UN DETALLE MUY SIGNIFICATIVO que tuvo lugar ayer en un colegio electoral de Bagdad: cuando un terrorista se autodetonó dentro del mismo, los ciudadanos que estaban guardando cola se negaron a irse a casa. Querían votar:
When the suicide bomber at the high school struck shortly before 11 a.m., the polling site had been growing busy after a slow start. But Hadi Saleh Mohammed, the election official in charge, felt he had no choice but to close it down. There were the wounded to evacuate, a gruesome mess to clean up, security to reassess.
While all that went forward, the voters stood at the end of the block, waiting.
"They wanted to come back in," Mohammed said. "They didn't want to go back home."
Why not?
"First, people want to stop this terrorism that's breeding in this country. Second, the religious leadership wanted people to vote. And third, people have had enough of time wasted. They want to get their permanent government."
So the polling place reopened. On the advice of the U.S. troops, the security perimeter was pushed back a block, so people could be frisked twice before entering the school.

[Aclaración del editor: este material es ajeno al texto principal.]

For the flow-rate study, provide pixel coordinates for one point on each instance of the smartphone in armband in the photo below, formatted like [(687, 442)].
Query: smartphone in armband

[...] And so, after about an hour, voting resumed.
Najila Amin, a housewife who felt the massive blast in her home, made her way to the scene of the crime.
"We're used to explosions," she said. "It's normal."

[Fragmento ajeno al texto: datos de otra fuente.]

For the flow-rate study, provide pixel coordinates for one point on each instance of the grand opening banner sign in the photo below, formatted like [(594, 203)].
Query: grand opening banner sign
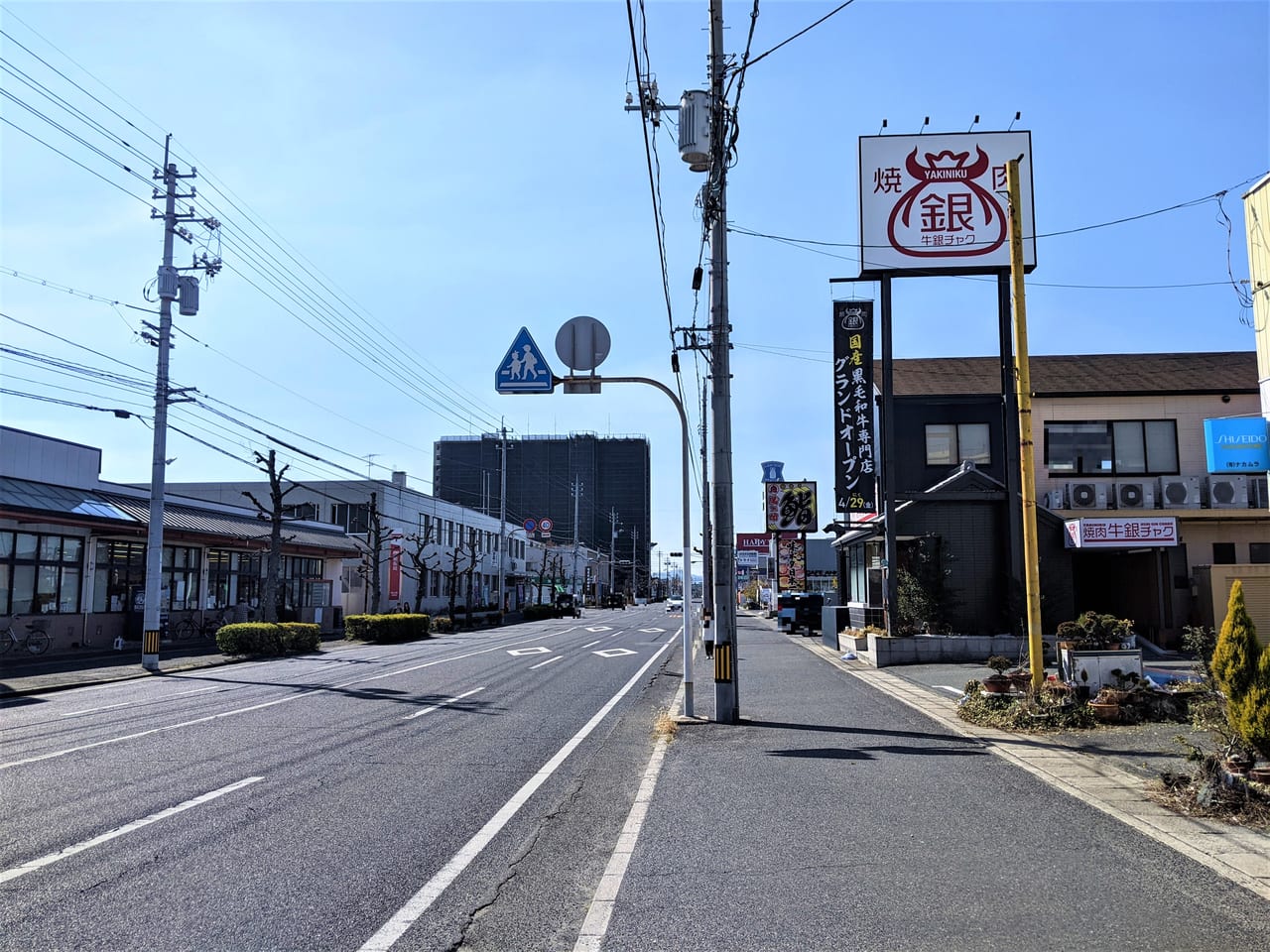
[(855, 480), (937, 203)]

What surprised her, Amin said, was the steady stream of people walking past her window toward the school. Twenty people were in the street at any moment, stepping carefully in places the street cleaners had missed.
"I didn't expect such numbers," said Amin, 50, who fastened her head scarf so it showed no hair. "It makes me feel people want to protect themselves and have a government that can protect us."
Her companion on the walk to the polls, Taiyma Jamal, 26, said the turnout represented a vote against the insurgency. "People want to be free," she said.
No hay palabras.
Por cierto, y siguiendo con el mejor diario de los EEUU, el Washington Post, su editorial de hoy es absolutamente imprescindible. Tan es así que me tomo la libertad de reproducirlo íntegramente:
FOR MONTHS news from Iraq has told the story of the extremists, those who destroy themselves to murder others and to proclaim the cause of a religious or Baathist dictatorship. Yesterday the world saw and heard, at last, another Iraq, one in which millions of people from all over the country turned out to vote -- even in places where their nominal leaders had proclaimed a boycott, even at polling stations where mortar rounds fell or gunfire rang out. Some danced or distributed chocolates, some wept with joy, others grimly pressed forward as if their lives literally depended on it. A 32-year-old man who lost his leg in a suicide bombing arrived at the polls in Baghdad and told a Reuters reporter, "I would have crawled here if I had to." There were nine suicide bombings, and at least 44 people died, including one U.S. soldier. But the day's message was unmistakable: The majority of Iraqis support the emerging democratic order in their country, and many are willing to risk their lives for it.Amén.
Just how large that majority is will become clearer in the days ahead, as votes are counted and turnout around the country is reported. Yesterday Iraqi election authorities and U.N. officials said they believed participation in Baghdad and other places had been greater than expected; one official said the national rate might approach 60 percent, though that seemed to be a rough guess. The count will also reveal whether a clerically backed, Shiite-led alliance won the plurality it expected in the 275-seat National Assembly; whether the secular coalition of Prime Minister Ayad Allawi will survive as a major political force; and whether representation of the Sunni community, the base of the continuing insurgency, will be anywhere near its population share of about 20 percent. Those facts will determine the outlines of the critical Iraqi political process that now begins: first the selection of a new government, then the drafting of a constitution for a state in which majority Shiites must accommodate four other major ethnic groups, including the long-dominant Sunnis.
That course will surely be full of pitfalls, and the extremists will go on trying to kill anyone involved in it. For the emerging democratic regime to have any chance of taking root, U.S. soldiers will have to continue fighting, and dying, to protect it. The elections probably won't make their job any easier, or the price any lower, in the short term. Yesterday, however, Americans finally got a good look at who they are fighting for: millions of average people who have suffered for years under dictatorship and who now desperately want to live in a free and peaceful country. Their votes were an act of courage and faith -- and an answer to the question of whether the mission in Iraq remains a just cause.